Seventh Generation, the company famous for its eco-friendly and bio-based home and personal care products, recently unveiled its renovated headquarters in Burlington, Vermont. Finished in January 2020, the $3.5 million project focused on aligning employee experience with the company’s social mission and values by transitioning the global headquarters into a fully agile workplace.
An agile work environment traditionally utilizes strategies meant to optimize the use of space and promote creativity through features such as comfortable seating areas, quiet reflective spaces, outdoor workspaces and standing desks. Green-minded businesses often promote agile work spaces in order to reduce environmental footprints.

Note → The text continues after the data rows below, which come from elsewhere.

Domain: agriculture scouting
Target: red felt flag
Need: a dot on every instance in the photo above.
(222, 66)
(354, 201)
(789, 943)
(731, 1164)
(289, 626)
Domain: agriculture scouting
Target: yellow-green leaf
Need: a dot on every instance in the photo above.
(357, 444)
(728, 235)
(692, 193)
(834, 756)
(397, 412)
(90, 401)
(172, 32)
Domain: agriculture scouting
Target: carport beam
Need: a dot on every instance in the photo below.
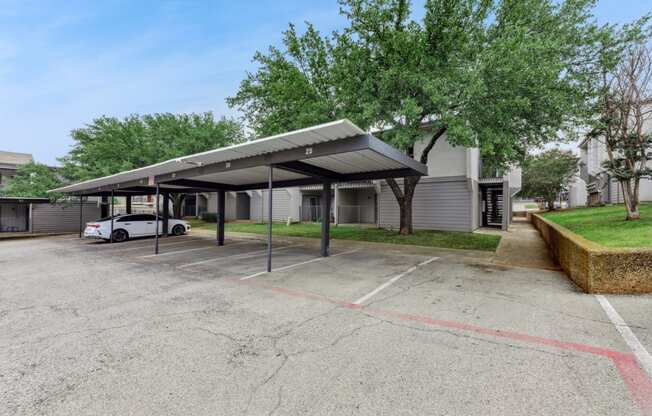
(325, 219)
(269, 219)
(220, 216)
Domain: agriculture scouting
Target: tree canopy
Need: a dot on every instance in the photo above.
(548, 174)
(503, 75)
(110, 145)
(33, 180)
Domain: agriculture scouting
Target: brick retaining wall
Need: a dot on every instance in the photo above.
(593, 267)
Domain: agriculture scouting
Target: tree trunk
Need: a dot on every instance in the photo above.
(404, 196)
(551, 204)
(631, 199)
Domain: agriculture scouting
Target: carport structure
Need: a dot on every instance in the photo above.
(328, 153)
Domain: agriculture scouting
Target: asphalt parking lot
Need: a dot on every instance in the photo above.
(90, 328)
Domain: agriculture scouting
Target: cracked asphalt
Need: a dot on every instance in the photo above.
(89, 328)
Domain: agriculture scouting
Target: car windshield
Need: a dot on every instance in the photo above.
(107, 218)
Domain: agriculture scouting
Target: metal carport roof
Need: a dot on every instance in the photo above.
(337, 151)
(332, 152)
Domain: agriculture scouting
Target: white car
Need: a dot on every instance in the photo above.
(132, 225)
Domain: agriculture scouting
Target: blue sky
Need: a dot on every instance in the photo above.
(64, 63)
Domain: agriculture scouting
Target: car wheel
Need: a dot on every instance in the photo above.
(120, 236)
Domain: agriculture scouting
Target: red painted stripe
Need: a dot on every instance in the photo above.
(639, 384)
(636, 380)
(503, 334)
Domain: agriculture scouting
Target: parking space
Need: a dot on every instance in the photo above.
(93, 328)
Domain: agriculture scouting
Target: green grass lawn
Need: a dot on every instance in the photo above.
(607, 225)
(443, 239)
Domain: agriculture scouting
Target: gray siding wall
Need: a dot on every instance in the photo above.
(438, 204)
(280, 205)
(356, 205)
(61, 217)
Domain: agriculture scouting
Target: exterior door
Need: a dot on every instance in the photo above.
(492, 208)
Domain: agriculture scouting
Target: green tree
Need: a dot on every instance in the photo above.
(33, 180)
(503, 76)
(548, 174)
(109, 145)
(622, 108)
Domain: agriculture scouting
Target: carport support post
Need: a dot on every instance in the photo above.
(325, 219)
(112, 198)
(81, 214)
(158, 194)
(220, 216)
(269, 219)
(166, 213)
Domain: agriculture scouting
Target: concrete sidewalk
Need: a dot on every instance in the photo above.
(522, 246)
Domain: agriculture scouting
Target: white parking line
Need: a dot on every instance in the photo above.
(643, 357)
(392, 281)
(151, 245)
(280, 269)
(191, 249)
(138, 243)
(237, 256)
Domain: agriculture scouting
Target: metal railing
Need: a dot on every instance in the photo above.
(310, 213)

Related: The Nature Conservancy’s Oregon HQ gets a green renovation
Seventh Generation took this opportunity to add free address workstations, shared community tables and individual storage lockers for its employees. There are now enclosed huddle rooms, phone booths and open scrum areas on each floor to promote flexibility and collaboration among departments, and the central atrium has been renovated to open up to adjacent workspaces on each floor. To inspire healthier eating habits, there is an onsite garden to provide vegetables for the company cafeterias. Each floor is assigned its own unique color that connects it to one of the company’s core values: nurture nature, enhance health, transform commerce and build communities.
The project is currently pending for LEED Gold Certification for Commercial Interiors due to its focus on sustainability. Over 90% of the construction waste from the renovation has been either recycled or diverted from landfill. The building uses 45% less than the baseline annual water use of a similarly-coded office space, and it boasts energy-efficient LED lighting and a green cleaning products policy to spare the office from harmful contaminants.
Biophilic elements (designs choices meant to connect building occupants to nature) can be found throughout the office as well. Quality ventilation, custom planters and open workspaces integrated with greenery improve interior air quality and reflect the core ethics of the environment-focused company. Seventh Generation also tests indoor air quality regularly to ensure that employees aren’t being exposed to chemical, biological or particulate contaminants. The project was led by architect and interior design firm, TruexCullins.